The law faculty at l’Université de Montréal (UdM) has obtained accreditation (with conditions) from the Council of the Federation of Law Societies of Canada (FLSC) to implement their new national common law program and degree of Juris Doctor (J.D.), which is a combination of the LL.B. and J.D. in North American Common Law. This program was established by UdM in 2010 and already accommodates 50 students annually.
In 2011, Montréal submitted its application to the Council of the Federation of Law Societies of Canada with respect to how its J.D. would meet the National Requirements.
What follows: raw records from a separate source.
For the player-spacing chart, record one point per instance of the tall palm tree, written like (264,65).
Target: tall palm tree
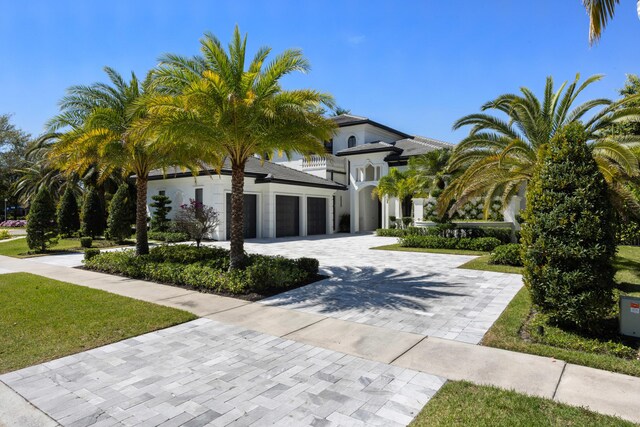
(498,156)
(233,109)
(93,130)
(600,12)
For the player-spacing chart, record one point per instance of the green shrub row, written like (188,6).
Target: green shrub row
(205,268)
(484,244)
(168,236)
(510,254)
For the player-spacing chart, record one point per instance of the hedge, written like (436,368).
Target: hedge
(484,244)
(206,269)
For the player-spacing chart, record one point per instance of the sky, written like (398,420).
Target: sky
(416,66)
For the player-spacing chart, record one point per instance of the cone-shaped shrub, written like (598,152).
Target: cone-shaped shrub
(118,223)
(68,213)
(92,214)
(568,237)
(41,222)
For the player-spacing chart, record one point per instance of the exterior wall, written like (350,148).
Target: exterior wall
(215,190)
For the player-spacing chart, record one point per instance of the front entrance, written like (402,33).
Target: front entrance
(287,216)
(316,215)
(250,216)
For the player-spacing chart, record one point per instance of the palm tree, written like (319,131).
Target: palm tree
(93,131)
(498,156)
(600,11)
(233,109)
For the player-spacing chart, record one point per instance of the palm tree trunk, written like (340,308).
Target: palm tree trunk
(237,215)
(142,242)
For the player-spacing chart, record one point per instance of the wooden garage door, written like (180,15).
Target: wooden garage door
(316,215)
(287,216)
(250,216)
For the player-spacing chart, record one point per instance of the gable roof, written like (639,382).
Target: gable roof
(344,120)
(263,172)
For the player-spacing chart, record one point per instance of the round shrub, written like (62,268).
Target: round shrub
(510,254)
(568,235)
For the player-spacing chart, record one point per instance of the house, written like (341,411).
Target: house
(300,197)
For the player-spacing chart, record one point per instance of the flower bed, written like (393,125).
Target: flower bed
(206,269)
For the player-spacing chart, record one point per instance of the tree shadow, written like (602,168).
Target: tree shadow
(368,288)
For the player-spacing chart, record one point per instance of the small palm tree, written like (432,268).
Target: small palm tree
(498,156)
(233,109)
(93,130)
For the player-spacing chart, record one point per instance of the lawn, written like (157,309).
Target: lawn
(44,319)
(18,248)
(397,247)
(465,404)
(515,330)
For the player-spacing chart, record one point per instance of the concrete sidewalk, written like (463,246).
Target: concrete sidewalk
(601,391)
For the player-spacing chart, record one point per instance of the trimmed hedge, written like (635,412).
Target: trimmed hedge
(206,269)
(510,254)
(484,244)
(168,236)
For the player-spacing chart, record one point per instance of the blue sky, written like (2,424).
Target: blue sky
(417,66)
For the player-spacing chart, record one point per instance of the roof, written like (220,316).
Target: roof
(262,171)
(344,120)
(371,147)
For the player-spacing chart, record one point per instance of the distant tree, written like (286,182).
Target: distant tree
(92,214)
(41,222)
(568,236)
(197,220)
(118,222)
(68,213)
(159,221)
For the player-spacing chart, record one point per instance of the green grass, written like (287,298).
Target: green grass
(19,249)
(397,247)
(465,404)
(44,319)
(482,263)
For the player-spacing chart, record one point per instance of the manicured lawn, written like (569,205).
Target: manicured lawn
(44,319)
(397,247)
(465,404)
(19,249)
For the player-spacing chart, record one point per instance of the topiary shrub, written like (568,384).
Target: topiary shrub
(68,215)
(510,254)
(42,229)
(568,236)
(118,225)
(92,214)
(86,242)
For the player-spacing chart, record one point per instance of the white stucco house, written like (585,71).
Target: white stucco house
(300,197)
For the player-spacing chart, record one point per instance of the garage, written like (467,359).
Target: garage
(316,215)
(287,216)
(250,216)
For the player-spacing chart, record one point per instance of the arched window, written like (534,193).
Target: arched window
(351,142)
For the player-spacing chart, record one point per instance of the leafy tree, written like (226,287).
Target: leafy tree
(159,221)
(95,130)
(229,111)
(498,157)
(118,225)
(568,236)
(41,222)
(68,213)
(92,214)
(197,220)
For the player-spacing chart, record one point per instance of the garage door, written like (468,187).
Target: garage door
(287,216)
(250,216)
(316,215)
More information on the program is found below.
As stated on the FLSC website, among other conditions that must be met by UdM,
The Federation’s recommendation for approval will now go to the individual law societies for their review and approval, as they have the ultimate authority to recognize Canadian law degrees conferred upon individuals seeking admission to law society bar admission programs.
In Canada, each provincial and territorial law society determines whether the holder of a Canadian law degree is entitled to apply for admission to its bar admission or licensing program.
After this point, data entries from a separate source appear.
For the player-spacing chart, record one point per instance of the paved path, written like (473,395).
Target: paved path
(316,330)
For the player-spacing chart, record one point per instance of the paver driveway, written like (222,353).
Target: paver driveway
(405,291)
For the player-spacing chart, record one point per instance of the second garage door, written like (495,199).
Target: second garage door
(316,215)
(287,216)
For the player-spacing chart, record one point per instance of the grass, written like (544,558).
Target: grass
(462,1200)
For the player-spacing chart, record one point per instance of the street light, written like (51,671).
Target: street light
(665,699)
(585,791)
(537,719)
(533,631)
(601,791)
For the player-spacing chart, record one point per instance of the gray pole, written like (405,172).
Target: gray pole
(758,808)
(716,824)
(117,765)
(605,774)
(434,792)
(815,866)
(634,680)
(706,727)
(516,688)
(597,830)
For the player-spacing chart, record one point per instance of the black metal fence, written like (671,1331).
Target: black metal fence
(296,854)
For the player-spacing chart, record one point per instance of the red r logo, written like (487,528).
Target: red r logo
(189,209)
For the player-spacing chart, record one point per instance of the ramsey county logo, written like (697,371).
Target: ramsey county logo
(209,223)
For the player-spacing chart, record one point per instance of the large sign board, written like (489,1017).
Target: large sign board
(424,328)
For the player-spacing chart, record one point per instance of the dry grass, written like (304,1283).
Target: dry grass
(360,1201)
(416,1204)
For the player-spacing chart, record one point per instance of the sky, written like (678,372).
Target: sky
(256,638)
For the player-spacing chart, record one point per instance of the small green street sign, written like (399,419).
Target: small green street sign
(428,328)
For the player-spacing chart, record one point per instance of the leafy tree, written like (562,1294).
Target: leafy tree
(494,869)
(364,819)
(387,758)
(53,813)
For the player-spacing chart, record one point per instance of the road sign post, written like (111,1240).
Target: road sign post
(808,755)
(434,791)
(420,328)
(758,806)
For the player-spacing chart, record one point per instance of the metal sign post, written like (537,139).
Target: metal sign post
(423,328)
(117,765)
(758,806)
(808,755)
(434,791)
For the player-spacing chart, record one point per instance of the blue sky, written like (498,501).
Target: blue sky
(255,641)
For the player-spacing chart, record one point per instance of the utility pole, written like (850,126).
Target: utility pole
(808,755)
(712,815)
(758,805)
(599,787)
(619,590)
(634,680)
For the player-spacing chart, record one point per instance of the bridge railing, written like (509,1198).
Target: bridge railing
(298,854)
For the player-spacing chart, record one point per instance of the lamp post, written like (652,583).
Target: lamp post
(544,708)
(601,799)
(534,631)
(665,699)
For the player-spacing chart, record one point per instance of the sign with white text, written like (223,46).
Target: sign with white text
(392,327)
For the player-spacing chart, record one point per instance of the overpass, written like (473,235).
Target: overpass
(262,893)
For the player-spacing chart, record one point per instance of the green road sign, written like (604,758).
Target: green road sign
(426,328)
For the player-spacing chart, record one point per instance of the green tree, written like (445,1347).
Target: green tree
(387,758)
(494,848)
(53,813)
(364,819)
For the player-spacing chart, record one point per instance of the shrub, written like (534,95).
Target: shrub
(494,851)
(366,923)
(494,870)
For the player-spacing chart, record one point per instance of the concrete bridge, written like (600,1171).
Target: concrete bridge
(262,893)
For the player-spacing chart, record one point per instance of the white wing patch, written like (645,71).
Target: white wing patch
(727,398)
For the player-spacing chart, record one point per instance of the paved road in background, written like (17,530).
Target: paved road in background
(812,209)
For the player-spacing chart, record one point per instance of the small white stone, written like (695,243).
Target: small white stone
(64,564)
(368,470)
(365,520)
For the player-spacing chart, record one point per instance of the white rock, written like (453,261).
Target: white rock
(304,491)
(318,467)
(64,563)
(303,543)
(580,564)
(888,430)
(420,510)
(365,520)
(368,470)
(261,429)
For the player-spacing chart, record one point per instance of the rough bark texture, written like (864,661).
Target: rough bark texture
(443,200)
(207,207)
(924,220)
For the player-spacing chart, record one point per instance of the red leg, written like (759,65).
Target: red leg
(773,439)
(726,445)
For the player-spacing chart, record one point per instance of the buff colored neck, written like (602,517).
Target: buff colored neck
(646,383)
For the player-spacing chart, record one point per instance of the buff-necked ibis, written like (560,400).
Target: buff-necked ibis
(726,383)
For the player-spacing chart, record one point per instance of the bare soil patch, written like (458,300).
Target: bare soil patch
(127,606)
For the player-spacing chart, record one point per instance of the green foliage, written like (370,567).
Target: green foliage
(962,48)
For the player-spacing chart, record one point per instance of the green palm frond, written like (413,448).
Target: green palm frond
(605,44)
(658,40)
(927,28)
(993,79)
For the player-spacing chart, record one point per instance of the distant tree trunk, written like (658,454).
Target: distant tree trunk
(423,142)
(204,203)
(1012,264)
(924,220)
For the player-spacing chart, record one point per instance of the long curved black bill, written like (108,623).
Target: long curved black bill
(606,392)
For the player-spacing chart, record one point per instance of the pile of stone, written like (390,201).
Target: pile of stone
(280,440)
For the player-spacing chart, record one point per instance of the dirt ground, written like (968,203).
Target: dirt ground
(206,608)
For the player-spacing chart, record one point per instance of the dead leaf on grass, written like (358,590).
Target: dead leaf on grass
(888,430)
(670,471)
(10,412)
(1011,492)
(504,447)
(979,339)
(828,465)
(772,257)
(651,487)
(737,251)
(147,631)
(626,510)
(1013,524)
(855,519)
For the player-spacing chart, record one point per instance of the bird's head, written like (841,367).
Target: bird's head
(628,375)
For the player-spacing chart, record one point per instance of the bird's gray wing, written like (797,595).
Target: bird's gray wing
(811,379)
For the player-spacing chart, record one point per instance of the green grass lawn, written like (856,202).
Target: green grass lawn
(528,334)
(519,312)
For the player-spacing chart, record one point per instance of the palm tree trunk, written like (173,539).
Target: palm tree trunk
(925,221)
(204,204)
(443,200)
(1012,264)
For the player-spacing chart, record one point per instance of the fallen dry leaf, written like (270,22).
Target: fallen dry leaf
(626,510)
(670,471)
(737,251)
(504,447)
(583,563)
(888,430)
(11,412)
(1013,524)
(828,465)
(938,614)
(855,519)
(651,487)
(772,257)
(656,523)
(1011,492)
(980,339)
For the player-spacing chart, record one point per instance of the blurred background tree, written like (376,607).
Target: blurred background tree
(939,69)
The Federation of Law Societies of Canada has the authority to review and make recommendations with respect to new Canadian law degree programs leading to the conferral of common law degrees.
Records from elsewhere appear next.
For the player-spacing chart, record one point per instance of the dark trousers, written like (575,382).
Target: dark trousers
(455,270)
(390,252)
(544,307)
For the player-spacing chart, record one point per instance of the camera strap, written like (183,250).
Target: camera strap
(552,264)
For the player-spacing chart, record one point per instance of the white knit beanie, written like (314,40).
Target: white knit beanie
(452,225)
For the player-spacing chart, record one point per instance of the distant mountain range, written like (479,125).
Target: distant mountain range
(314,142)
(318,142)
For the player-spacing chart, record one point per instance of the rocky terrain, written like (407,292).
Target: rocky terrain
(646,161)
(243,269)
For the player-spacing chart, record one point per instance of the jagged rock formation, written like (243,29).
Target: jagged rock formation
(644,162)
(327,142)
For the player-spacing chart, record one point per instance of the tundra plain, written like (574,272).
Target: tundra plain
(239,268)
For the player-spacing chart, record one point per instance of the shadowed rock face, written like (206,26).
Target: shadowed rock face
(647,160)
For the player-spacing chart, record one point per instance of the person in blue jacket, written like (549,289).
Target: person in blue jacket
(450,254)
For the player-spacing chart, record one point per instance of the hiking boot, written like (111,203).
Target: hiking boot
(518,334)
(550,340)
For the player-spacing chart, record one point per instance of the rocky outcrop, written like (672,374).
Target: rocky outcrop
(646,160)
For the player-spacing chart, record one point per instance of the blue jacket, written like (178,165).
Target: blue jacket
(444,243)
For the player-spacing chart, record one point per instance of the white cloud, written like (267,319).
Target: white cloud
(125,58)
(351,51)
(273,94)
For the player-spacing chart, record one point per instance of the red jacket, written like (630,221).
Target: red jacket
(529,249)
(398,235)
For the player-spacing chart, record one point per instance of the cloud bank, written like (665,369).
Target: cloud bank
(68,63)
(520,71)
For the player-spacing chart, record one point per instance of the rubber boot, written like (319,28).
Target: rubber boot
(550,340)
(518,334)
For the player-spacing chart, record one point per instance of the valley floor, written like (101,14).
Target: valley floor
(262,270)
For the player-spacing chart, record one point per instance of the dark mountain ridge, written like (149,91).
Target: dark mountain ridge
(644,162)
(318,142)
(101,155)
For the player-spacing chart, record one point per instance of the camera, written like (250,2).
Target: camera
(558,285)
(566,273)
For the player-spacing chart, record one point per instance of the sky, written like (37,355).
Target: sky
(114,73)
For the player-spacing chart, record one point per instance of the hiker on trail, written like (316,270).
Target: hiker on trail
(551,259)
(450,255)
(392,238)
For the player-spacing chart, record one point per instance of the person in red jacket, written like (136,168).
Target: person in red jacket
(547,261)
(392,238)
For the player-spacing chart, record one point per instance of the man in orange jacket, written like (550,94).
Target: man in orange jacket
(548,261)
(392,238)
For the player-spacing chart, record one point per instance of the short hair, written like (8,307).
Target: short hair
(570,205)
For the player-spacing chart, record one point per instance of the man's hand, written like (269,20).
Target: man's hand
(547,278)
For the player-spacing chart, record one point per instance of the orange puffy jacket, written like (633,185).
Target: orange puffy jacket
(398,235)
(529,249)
If the UdM Juris Doctor program obtains final approval, graduates of this new common law program with a Juris Doctor appellation will have the option to enrol in any one of the law societies in any Canadian common law jurisdiction and some United States bar associations that recognize the degree, such as New York and Massachusetts.
Prior to this, UdM law graduate who wanted to practice outside of Quebec but in Canada would sometime have to obtain a Certificate of Qualification issued by the National Committee on Accreditation (NCA) before they could seek admission to the law society of their choice.
According to the FLSC report on UdM’s submission for the new J.D. program, the university says that the program’s objectives are:
- To provide students with an understanding of the institutions and history of the Canadian and US common law systems
- To enable students to proceed to comparative analyses of common law and civil law systems
- To provide students with comparative skills in the main areas of Anglo-Canadian and American law
- To enable students to develop a critical approach and outlook on Quebec, Canadian and American law
- To impart students with the ability to use different legal systems to bring innovative solutions to complex problems
- To offer students holding a bachelor degree recognized by the Quebec Bar a training that gives them the opportunity to be admitted to the Bars of common law provinces or other common law jurisdictions
Among other considerations sought from UdM by the FLSC to meet the requirements of the national common law program (see Appendix A of the report), the university is adding two more classes to its program: Integration Workshop (problem-solving, research and oral and written legal communication skills) and Ethics and Professionalism, which requires students to demonstrate “an awareness and understanding of the ethical requirements for the practice of law in Canada.”
The lists of criteria that UdM is required to meet to obtain final approval of the standard for the national J.D. program are found in the report (see above link).
The J.D. is a graduate degree requiring applicants to have an LL.B. degree with a minimum average of 2.7/4.3. Students are expected to demonstrate their command of both French and English.
The J.D. program is composed of 11 courses (32 credits). The academic programs submitted for recognition last on average four years and total 133 credits (101 for the LL.B. and 32 for the J.D.).
Note that UdM will not accept graduates with civil law degrees from non-Canadian universities into the J.D. program.
Many other Canadian universities already have common law programs or have implemented JD programs that meet the FLSC national standards, among them McGill university, University of Ottawa and the University of Windsor. So this is not a first in Canada or in Quebec. What makes this a great initiative, now Quebec students who want to study common law in Quebec with the option to work outside of Quebec have another option than having to apply at McGill.
This seems like a positive move at a time when labour mobility initiatives are facing obstacles and Canadians as well as Quebecers are looking farther from home for work. And any action to increase trans-jurisdictional understanding of Canadian laws should have positive results. Maybe if the lawyers can start agreeing to get along, it’s possible to imagine the premiers will get along too.